Realtime thread priorities
John Baldwin
jhb at freebsd.org
Fri Dec 10 15:52:10 UTC 2010
So I finally had a case today where I wanted to use rtprio but it doesn't seem
very useful in its current state. Specifically, I want to be able to tag
certain user processes as being more important than any other user processes
even to the point that if one of my important processes blocks on a mutex, the
owner of that mutex should be more important than sshd being woken up from
sbwait by new data (for example). This doesn't work currently with rtprio due
to the way the priorities are laid out (and I believe I probably argued for
the current layout back when it was proposed).
The current layout breaks up the global thread priority space (0 - 255) into a
couple of bands:
0 - 63 : interrupt threads
64 - 127 : kernel sleep priorities (PSOCK, etc.)
128 - 159 : real-time user threads (rtprio)
160 - 223 : time-sharing user threads
224 - 255 : idle threads (idprio and kernel idle procs)
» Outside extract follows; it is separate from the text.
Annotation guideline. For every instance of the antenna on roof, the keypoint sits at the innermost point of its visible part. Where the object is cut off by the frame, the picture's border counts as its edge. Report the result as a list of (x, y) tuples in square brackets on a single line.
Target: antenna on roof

The problem I am running into is that when a time-sharing thread goes to sleep
in the kernel (waiting on select, socket data, tty, etc.) it actually ends up
in the kernel priorities range (64 - 127). This means when it wakes up it
will trump (and preempt) a real-time user thread even though these processes
nominally have a priority down in the 160 - 223 range. We do drop the kernel
sleep priority during userret(), but we don't recheck the scheduler queues to
see if we should preempt the thread during userret(), so it effectively runs
with the kernel sleep priority for the rest of the quantum while it is in
userland.
My first question is if this behavior is the desired behavior? Originally I
think I preferred the current layout because I thought a thread in the kernel
should always have priority so it can release locks, etc. However, priority
propagation should actually handle the case of some very important thread
needing a lock. In my use case today where I actually want to use rtprio I
think I want different behavior where the rtprio thread is more important than
the thread waking up with PSOCK, etc.
If we decide to change the behavior I see two possible fixes:
1) (easy) just move the real-time priority range above the kernel sleep
priority range
2) (harder) make sched_userret() check the run queue to see if it should
preempt when dropping the kernel sleep priority. I think bde@ has suggested
that we should do this for correctness previously (and I've had some old,
unfinished patches to do this in a branch in p4 for several years).